Bartzokis suggests it may be possible to reduce age-related brain iron accumulations by reducing the levels of iron throughout the body. This may have health benefits, especially in men, and may help counteract the negative effects of aging on the brain by reducing the iron available to catalyze, or speed up, damaging free-radical reactions.
There are a few ways body stores of iron can be reduced naturally, especially for premenopausal women. Menstruation leads to the elimination of iron through loss of blood. During pregnancy, iron is transferred from the woman to the fetus, and when women breast-feed, iron is transferred to the baby through the mother’s milk.
“But there are things postmenopausal women and especially men can do to reduce their iron levels through relatively simple actions,” Bartzokis said. “These include not overloading themselves with over-the-counter supplements that contain iron, unless recommended by their doctor; eating less red meat, which contains high levels of iron; donating blood; and possibly taking natural iron-chelating substances, molecules that bind to and remove iron, such as curcumin or green tea, that may have positive health consequences.”
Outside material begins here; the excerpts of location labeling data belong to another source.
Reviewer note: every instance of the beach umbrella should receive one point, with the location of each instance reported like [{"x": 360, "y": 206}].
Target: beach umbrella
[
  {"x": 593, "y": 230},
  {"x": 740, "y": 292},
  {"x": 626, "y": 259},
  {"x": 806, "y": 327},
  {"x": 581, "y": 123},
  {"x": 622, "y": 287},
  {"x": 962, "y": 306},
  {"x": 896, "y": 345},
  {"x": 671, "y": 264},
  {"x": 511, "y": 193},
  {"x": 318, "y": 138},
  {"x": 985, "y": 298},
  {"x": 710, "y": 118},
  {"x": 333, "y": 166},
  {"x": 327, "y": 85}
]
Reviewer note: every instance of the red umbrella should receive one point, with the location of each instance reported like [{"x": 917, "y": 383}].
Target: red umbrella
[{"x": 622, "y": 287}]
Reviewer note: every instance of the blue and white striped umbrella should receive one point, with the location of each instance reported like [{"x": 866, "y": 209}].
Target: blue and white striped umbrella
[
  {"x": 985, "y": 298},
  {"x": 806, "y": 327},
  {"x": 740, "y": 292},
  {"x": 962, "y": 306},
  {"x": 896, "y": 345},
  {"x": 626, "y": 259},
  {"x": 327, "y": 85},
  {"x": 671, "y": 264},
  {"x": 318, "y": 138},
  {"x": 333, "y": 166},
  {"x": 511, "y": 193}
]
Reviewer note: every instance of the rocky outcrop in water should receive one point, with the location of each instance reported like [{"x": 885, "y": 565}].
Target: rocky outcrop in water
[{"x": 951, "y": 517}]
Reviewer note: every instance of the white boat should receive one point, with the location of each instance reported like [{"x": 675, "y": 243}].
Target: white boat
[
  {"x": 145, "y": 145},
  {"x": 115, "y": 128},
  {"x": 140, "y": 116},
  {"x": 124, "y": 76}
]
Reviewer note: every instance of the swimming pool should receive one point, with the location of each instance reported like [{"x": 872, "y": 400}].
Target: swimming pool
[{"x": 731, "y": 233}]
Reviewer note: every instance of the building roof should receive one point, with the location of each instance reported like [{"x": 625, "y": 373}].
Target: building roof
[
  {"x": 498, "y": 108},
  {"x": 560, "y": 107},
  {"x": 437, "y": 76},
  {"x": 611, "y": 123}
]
Other study authors were Todd A. Tishler, Erika P. Raven, Po H. Lu and Lori L. Altshuler, all of UCLA. Funding was provided by the National Institutes of Health, the U.S. Department of Veterans Affairs and the RCS Alzheimer’s Foundation.
Bartzokis has consulted for and received funding from Janssen Pharmaceutical Inc. and Novartis. Lori L. Altshuler received honoraria from Abbott Laboratories, Bristol-Meyers Squibb, Forest Laboratories and GlaxoSmithKline and is currently on an advisory board for Forest Laboratories; she has been on the speaker’s bureaus for Forest Laboratories, GlaxoSmithKline, and AstraZenec. All other authors declare no conflicts of interest.
The UCLA Department of Psychiatry and Biobehavioral Sciences is the home within the David Geffen School of Medicine at UCLA for faculty who are experts in the origins and treatment of disorders of complex human behavior. The department is part of the Semel Institute for Neuroscience and Human Behavior at UCLA, a world-leading interdisciplinary research and education institute devoted to the understanding of complex human behavior and the causes and consequences of neuropsychiatric disorders.